Contact your vet for advice IMMEDIATELY, especially if your animal is unwell, and be ready to provide information on WHEN, WHERE and HOW poisoning occurred, as well as the QUANTITY consumed. If instructed to go to the practice, take a sample of the poison and the packaging with you. Prompt veterinary treatment is essential for all cases of suspected poisoning and you should not do anything which delays getting the patient to the veterinary surgery unless you have been given instructions over the phone by your veterinary practice. (Do remember to telephone before going to the surgery - there is no point in arriving at an unattended surgery with a critically ill pet.) If the pet appears cold (as might, for example, occur with rodenticide poisoning), keep it warm on the way to the surgery. Conversely, if the patient is overheated (e.g., if convulsions are continuing), you may need to use ice or cold water to keep the temperature down. If the skin is contaminated then wash thoroughly with WATER. DO NOT try to make the animal vomit – unless you are instructed to do so by your vet. Attempts may be made to induce vomiting if the poison is known to have been eaten very recently, but are not advisable if the poison is thought to be anything corrosive like creosote or petrol products.

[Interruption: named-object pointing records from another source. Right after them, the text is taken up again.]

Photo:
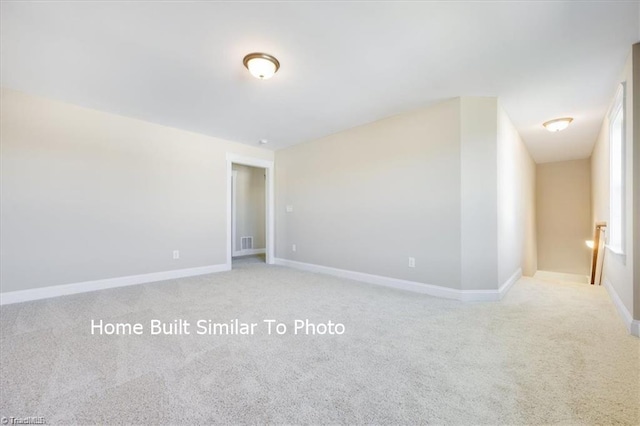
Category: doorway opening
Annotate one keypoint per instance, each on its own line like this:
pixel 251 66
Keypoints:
pixel 250 216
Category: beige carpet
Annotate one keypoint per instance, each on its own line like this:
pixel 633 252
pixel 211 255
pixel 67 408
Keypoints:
pixel 549 353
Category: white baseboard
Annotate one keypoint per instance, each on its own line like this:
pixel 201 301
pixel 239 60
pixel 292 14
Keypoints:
pixel 430 289
pixel 86 286
pixel 249 252
pixel 633 326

In many cases the treatment of poisoning at the Surgery will be based on controlling the signs, such as convulsions. Specific antidotes may not be available or may not exist, but your vet will be familiar with the appropriate remedial measures to be taken for most common poisonings. In addition all reputable veterinary practices should be members of the Veterinary Poisons Information Service (VPIS). The VPIS is a specialist 24 hour emergency service, which is only available to veterinary professionals, providing information and advice on the optimum management of actual and suspected acute poisoning in animals. This service will only be of benefit once pets have received a full clinical examination.

Treatment of an unknown poison may involve sedation or anaesthesia (if the patient is still fully conscious), and washing the stomach of the remaining poison; activated charcoal may be used to absorb as much as possible from the bowel. Intravenous fluids (a drip) may be needed to support the circulation and correct dehydration. In some cases, treatment may need to be continued for several days or longer. In some instances it may take a few days before the full effects of the poison are seen; for example, where damage has been caused to the kidneys or the liver, for example, by paracetamol. Rat poisons, which stop the blood clotting and cause death by internal bleeding, may take several days to show their effects. In some cases, the first sign of trouble may be laboured breathing due to haemorrhage (bleeding) within the chest cavity. The majority of cases of rodenticide poisoning involve young dogs. Cats are rarely affected because they are generally much more selective feeders. In many cases of poisoning due to rat poison, treatment with the specific antidote, vitamin K, is successful. Success, however, depends on early recognition of the signs and on the amount of poison eaten in the first place. In some cases poisoning can be caused by an animal eating the carcass of a rat which has itself been killed by poison.

If in any doubt about the possible effects of eating something unusual, the best advice is to contact your vet.